The research will be conducted in an independent pathology laboratory. Protean BioDiagnostics also expects to validate the analytical performance of a laboratory-developed test based on Biocept's EGFR assay test kit in accordance with the requirements of the College of American Pathologists' validation process.
"Obtaining adequate tissue sample for genomic profiling continues to be a challenge in first-line therapy selection for patients with NSCLC," Protean President and CEO Anthony Magliocco said in a statement. "Target Selector EGFR assays require 50 percent less tumor input sample than most commercial assays, making it a potentially powerful tool in helping qualify more patients for targeted tyrosine kinase inhibitor, or TKI, therapy. This potential advantage is coupled with previous studies demonstrating Target Selector assays' best-in-class low-end limit of detection of mutations in both FFPE and liquid biopsy samples."

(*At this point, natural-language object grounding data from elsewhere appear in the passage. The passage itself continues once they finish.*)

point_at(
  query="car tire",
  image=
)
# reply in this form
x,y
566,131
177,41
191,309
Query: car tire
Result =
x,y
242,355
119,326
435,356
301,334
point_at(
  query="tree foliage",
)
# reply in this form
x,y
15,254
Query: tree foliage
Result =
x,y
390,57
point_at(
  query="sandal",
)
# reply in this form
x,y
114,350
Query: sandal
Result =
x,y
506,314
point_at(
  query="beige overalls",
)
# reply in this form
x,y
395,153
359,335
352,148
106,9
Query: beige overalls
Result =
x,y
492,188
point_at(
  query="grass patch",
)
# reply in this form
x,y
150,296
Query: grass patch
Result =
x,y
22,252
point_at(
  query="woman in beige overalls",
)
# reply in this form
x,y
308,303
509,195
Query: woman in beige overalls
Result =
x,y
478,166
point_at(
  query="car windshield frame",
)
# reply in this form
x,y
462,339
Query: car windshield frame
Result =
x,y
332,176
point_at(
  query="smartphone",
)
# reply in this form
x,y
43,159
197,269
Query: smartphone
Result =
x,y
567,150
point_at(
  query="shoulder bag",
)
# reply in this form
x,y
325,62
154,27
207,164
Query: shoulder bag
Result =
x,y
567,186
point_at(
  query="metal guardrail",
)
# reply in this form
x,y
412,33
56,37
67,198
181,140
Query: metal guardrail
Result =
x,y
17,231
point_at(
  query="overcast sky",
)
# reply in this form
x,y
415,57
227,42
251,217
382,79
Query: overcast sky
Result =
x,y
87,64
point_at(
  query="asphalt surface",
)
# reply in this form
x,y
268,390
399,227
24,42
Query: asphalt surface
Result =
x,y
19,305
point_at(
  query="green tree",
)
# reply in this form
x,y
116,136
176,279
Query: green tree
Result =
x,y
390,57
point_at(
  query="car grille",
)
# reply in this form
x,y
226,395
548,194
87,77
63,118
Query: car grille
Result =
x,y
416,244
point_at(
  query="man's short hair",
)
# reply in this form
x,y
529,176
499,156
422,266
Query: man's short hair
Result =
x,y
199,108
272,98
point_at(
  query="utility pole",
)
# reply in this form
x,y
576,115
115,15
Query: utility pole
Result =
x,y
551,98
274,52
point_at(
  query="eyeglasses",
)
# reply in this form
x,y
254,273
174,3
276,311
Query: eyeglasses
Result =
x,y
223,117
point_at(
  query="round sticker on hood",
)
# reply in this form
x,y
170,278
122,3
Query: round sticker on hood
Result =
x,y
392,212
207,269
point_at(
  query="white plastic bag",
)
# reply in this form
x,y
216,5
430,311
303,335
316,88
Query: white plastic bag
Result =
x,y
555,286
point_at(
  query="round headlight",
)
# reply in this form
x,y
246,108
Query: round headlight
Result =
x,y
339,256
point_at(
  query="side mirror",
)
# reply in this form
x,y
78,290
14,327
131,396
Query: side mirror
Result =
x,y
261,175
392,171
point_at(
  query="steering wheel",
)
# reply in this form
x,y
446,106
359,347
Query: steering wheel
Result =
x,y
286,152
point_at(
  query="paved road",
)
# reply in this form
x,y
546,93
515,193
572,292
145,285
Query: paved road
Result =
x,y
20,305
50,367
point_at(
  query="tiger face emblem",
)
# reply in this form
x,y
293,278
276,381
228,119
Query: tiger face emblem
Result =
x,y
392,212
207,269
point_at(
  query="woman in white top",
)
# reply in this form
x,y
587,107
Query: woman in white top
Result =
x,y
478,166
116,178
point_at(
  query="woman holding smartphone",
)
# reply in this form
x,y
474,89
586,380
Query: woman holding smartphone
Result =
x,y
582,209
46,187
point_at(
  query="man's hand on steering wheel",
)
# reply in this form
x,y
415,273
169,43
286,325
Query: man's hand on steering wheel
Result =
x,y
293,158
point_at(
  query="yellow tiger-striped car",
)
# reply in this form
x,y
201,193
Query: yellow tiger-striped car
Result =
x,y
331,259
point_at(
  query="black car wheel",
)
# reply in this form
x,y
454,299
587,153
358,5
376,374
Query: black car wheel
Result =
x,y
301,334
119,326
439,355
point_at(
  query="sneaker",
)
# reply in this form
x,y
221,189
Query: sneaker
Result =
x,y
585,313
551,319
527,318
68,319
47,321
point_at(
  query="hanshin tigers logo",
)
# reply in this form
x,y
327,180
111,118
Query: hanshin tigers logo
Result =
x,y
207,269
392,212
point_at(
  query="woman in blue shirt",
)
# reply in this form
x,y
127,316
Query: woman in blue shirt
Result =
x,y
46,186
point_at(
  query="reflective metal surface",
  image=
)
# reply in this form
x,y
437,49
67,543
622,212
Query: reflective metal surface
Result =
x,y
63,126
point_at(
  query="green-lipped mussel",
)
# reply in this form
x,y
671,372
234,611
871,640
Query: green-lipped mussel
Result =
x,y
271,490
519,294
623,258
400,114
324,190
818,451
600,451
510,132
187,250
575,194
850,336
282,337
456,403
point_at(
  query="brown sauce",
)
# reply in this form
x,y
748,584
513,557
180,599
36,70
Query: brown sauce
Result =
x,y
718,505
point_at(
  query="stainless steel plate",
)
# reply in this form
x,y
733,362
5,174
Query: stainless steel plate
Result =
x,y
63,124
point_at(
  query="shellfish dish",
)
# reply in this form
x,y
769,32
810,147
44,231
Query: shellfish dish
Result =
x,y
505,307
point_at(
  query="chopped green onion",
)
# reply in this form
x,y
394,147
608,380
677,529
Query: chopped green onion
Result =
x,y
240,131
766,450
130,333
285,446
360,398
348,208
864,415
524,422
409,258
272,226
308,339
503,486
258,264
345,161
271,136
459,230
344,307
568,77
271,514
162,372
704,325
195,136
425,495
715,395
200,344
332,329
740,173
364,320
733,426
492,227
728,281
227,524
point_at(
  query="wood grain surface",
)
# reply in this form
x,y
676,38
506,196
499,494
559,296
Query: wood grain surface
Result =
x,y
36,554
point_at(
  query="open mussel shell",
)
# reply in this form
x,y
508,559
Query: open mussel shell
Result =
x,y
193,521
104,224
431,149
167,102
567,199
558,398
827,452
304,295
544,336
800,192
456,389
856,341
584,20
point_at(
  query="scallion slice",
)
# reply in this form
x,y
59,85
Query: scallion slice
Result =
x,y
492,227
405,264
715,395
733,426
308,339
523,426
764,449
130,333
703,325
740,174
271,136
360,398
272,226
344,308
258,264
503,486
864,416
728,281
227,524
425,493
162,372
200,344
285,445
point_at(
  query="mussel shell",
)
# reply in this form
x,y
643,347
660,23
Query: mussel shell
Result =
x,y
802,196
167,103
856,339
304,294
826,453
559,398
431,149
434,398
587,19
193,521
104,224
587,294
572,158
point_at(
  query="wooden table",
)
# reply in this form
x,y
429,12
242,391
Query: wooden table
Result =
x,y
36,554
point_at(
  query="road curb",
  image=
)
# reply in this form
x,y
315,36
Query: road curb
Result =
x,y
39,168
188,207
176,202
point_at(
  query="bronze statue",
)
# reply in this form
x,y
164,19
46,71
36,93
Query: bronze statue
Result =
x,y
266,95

Financial terms of the agreement were not disclosed.
Biocept's EGFR and BRAF assay kits have CE IVD marking and are available for research use only in the US. Using the company's Switch-Blocker technology, the kits can be used in combination with a variety of analytical platforms including qPCR, next-generation sequencing, Sanger sequencing, microarrays, and mass spectrometry.
Orlando, Florida-based Protean is developing cancer diagnostics to support precision oncology, including Oncology MAPS, an integrated diagnostic system that includes comprehensive support and access to genetic, molecular, and cancer blood monitoring tests, as well as educational and telemedicine support.